A world of multiple generative AIs with their own agendas appears to be the offing as Elon Musk enters the artificial intelligence arena with a new company called xAI – with a bold, broadly encompassing mission.
“The goal of xAI is to understand the true nature of the universe,” according to a mission statement on the company’s website (x.ai).
Twitter-owner, Musk, hosted a Twitter Spaces session on Friday, June 14 to introduce a formidable top-tier team associated with his new venture. Collectively, the team has worked at Deep Mind, OpenAI, Tesla, Google Research, Microsoft Research and the University of Toronto. Musk was a co-founder of OpenAI before leaving its board in 2018. Including Musk, the all-male team numbers a dozen people, bringing an image of the apostles to mind. The line-up reflects Musk’s desire for a small team with lots of autonomy. A notable advisor is Dan Hendrycks, the executive director of the Center for AI Safety, which focuses on the risks associated with AI. Musk said data from Twitter and Tesla would be leveraged to create xAI.

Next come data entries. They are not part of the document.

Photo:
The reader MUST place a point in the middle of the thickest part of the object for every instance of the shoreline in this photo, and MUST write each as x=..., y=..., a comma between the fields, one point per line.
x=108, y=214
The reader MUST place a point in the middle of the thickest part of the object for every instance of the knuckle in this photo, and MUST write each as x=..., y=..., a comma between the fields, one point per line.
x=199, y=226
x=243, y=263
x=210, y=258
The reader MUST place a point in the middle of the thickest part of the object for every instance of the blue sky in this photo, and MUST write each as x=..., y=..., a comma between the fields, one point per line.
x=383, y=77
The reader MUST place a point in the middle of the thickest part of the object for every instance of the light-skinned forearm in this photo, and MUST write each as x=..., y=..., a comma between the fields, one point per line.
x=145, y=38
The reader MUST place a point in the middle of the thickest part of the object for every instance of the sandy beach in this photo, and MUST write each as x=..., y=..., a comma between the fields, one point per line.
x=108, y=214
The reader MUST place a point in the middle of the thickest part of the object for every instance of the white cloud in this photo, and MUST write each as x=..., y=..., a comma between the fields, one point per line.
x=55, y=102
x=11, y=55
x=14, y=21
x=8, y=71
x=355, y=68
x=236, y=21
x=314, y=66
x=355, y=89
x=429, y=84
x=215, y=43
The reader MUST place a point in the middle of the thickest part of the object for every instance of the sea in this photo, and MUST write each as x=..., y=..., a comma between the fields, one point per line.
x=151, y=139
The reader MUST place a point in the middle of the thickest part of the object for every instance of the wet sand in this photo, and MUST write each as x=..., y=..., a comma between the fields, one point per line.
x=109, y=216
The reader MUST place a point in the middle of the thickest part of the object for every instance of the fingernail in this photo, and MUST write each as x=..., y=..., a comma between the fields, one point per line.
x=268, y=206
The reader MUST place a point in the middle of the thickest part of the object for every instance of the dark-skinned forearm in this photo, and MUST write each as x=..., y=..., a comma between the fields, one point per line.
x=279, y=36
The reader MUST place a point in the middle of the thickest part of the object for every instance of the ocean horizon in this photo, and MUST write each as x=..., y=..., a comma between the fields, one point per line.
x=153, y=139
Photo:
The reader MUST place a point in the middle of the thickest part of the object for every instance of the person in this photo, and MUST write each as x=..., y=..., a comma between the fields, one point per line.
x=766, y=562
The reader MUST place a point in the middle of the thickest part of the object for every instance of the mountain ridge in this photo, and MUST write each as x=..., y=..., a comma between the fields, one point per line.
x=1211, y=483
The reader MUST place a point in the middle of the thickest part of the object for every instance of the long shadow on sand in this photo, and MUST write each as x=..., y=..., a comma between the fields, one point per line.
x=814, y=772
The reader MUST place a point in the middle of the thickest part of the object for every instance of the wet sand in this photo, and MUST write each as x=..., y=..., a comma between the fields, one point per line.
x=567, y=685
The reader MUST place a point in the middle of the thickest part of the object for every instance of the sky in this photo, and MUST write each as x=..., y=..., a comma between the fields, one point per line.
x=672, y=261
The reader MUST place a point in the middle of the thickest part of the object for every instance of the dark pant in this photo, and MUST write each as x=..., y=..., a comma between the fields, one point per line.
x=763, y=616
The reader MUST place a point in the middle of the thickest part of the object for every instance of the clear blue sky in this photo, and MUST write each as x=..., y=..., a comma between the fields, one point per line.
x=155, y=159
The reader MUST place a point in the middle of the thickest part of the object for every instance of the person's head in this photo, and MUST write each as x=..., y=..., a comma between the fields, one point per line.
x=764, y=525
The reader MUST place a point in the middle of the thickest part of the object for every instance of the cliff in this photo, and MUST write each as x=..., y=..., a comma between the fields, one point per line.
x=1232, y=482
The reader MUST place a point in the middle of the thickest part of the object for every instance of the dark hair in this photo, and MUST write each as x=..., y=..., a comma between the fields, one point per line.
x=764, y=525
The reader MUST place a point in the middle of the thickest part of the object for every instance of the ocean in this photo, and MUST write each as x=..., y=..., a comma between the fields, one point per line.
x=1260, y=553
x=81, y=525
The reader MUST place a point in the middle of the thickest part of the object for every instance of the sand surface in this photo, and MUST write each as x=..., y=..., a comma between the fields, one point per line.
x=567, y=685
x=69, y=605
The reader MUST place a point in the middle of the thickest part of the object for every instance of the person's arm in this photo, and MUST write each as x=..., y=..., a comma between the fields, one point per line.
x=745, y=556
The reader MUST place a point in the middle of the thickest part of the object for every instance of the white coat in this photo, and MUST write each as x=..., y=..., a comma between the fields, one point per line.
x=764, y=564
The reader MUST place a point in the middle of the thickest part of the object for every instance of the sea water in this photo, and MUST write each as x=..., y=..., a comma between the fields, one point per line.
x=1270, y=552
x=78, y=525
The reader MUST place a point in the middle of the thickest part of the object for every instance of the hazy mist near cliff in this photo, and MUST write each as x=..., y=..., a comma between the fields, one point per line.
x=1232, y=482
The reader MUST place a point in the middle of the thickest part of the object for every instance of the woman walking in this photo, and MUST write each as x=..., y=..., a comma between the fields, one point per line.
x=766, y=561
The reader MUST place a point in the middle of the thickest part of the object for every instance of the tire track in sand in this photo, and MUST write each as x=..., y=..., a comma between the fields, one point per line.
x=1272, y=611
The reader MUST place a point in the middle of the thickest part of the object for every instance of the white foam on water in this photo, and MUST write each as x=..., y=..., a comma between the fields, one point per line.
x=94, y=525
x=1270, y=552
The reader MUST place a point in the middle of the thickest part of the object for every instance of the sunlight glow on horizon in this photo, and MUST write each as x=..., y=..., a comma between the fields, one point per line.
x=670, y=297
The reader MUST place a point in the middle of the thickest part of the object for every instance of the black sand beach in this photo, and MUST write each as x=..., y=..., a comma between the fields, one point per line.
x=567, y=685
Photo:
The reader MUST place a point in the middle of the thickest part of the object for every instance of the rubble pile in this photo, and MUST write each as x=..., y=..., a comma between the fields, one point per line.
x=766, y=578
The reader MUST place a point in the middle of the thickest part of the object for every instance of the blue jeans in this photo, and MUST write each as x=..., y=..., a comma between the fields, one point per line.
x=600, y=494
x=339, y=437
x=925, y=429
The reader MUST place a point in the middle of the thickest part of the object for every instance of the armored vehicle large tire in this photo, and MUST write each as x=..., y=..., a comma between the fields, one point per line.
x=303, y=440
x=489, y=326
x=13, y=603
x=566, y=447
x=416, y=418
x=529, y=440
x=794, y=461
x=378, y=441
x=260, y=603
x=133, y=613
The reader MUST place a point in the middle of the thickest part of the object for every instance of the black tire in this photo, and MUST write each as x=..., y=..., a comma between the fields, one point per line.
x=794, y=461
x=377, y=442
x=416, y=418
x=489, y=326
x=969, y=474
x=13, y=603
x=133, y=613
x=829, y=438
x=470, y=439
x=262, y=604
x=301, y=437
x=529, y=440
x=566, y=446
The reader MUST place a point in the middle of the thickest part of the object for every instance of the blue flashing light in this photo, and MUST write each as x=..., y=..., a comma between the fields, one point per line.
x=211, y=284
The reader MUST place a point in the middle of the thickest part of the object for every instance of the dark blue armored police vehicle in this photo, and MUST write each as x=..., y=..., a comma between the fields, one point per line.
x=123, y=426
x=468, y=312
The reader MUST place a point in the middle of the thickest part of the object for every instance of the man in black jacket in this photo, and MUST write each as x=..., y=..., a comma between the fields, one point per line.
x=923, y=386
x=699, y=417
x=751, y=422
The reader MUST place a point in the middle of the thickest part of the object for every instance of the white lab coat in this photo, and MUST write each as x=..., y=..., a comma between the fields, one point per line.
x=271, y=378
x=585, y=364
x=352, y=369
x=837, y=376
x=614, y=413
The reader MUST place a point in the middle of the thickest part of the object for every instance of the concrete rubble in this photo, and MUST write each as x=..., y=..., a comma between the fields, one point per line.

The Friday Twitter Spaces session could be best described as meandering. Musk wondered, “Why is there not massive evidence of aliens?” which some interpreted as the type of subject xAi would investigate. In the next breadth, Musk noted that his vision of the universe is one focused on the doings of humanity, noting that Earthlings are far more interesting than Mars. The xAI mission statement, joked Musk, will be: “What the hell is really going on?”
Musk said his goal is to “build a good AI,” that is “maximally curious, maximally truth-seeking.” The Musk AI would join a field dominated by OpenAI but which also includes Google and Athropic, with another by Meta on the near horizon. A more pointed comment came from co-founder and OpenAI veteran Kyle Kosic: “The reason I’m particularly excited about xAI is that I think the biggest danger of AI is monopolization by a couple of entities.”
One key goal of xAI is to develop an automated mathematician that could solve challenging math problems on its own. Greg Yang, another co-founder said xAI would delve into the “mathematics of deep learning” to develop a “theory of everything” for large neural networks that would advance AI development. Observers noted that availability of mathematical data required to train an AI math whiz is nowhere near as robust or widespread as that used to develop language AIs, however. According to Cryptopolitan, AIs like ChatGPT have been trained using trillions of lines of code while the amount of formalized mathematical data now available is estimated at about 10 million lines.
Given Musk’s past proclivities, it’s also possible that politics is on the agenda. Today’s xAI company grew out of an AI project with the Orwellian-sounding name of TruthGPT. Musk thought ChatGPT was too politically correct. By contrast, Musk says xAI won’t be trained in political correctness and xAI will be allowed to say what it believes to be true—a stance Musk believes will generate criticism.
Whether xAI leans left or right, or neither, remains to be seen, but Oren Etzioni, former head of the Allen Institute for Artificial Intelligence who coined the term “machine reading,” thinks AIs with differing points of view are likely. “In the end, these models are primarily mirrors,” said Etzioni last week in a Der Speigel interview. “When we hold these mirrors up to our society, we see Republicans, Democrats and all the unsavory characters too.”